The District’s long-term success depends on ensuring that everyone has economic opportunity and the chance to succeed. Yet new income and poverty data from the Census Bureau tell us while many District residents are benefitting from DC’s strong economy, many Black residents are still struggling to make ends meet and are not sharing in our city’s rising prosperity.
The District must do more to break down economic barriers faced by people of color and support families in building a secure future for their children.
Overall, median household income in the District rose last year, continuing a 10-year trend. The median household income is now $82,400, which means that half of all DC households have incomes above this level and half have incomes below it. The increase in median household income is a sign that many DC families are doing better as the city creates more jobs and wages rise.
But a closer look shows that DC’s growing prosperity is not evenly shared: while the median income for white households has increased significantly over the last decade, the median income for Black households hasn’t budged. Black median household income in DC– now around $42,000—is less than a third of the white median household income of $134,000.
The lack of progress for Black households in a growing economy is a sign that the District is not doing enough to remove barriers to economic opportunity for Black residents, like hiring discrimination, under-funded schools, and insufficient affordable housing.
The latest Census statistics also tell us that the share of residents living in poverty has decreased. In 2017 nearly 110,000 residents, or 16.6% of residents, had incomes below $25,100 for a family of four. That means 10,000 fewer residents are living in poverty compared to the year before. While that’s good news—and likely due to a growing economy and recent increases in DC’s minimum wage—our poverty rate is no lower than it was in 2007, prior to the Great Recession.

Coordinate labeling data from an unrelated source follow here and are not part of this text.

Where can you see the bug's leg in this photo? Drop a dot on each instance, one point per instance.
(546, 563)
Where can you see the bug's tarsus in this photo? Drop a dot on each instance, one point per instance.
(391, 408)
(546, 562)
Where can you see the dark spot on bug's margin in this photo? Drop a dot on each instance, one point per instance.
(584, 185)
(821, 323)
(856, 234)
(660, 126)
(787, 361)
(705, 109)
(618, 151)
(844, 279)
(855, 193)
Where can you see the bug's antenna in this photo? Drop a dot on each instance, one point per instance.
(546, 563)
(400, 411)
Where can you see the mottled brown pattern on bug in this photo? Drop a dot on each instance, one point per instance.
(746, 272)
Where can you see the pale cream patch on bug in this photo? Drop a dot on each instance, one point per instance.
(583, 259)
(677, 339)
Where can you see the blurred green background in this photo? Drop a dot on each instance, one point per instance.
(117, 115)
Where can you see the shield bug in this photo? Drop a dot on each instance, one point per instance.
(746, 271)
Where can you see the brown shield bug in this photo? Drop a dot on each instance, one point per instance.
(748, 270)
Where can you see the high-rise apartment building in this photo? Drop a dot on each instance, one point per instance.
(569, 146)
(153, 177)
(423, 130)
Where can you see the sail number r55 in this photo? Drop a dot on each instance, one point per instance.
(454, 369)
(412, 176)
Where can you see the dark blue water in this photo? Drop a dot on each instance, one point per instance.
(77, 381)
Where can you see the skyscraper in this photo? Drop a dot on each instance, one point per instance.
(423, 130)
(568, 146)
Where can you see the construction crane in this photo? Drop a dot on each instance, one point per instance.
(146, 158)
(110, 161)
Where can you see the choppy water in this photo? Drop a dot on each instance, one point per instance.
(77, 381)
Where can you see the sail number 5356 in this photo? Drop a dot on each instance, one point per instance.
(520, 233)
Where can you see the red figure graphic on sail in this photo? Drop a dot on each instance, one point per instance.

This means that poverty has come down after rising sharply in the Great Recession, but we haven’t made long-term progress in reducing poverty. And, our youngest residents are among those most likely to be living in poverty, with 26% of DC children growing up in families working hard to make ends meet. The vast majority of children living in poverty are children of color.
These are signs that the legacy of racism and current barriers facing residents of color—in our workforce, schools, housing, and more—continue to prevent too many residents from being part of our city’s growing prosperity.
We can and should do more to expand opportunity and make it easier for DC residents to build a secure future. That includes things like ensuring that economic development leads to high-quality jobs that go to DC residents. It also will take increased investments in affordable housing so that households facing severe rent burden have greater stability and a safe place to live. And, increasing resources for schools will allow us to prepare all students for the successful future they deserve.
With these increased investments, more DC residents will be able to benefit from our city’s growing prosperity.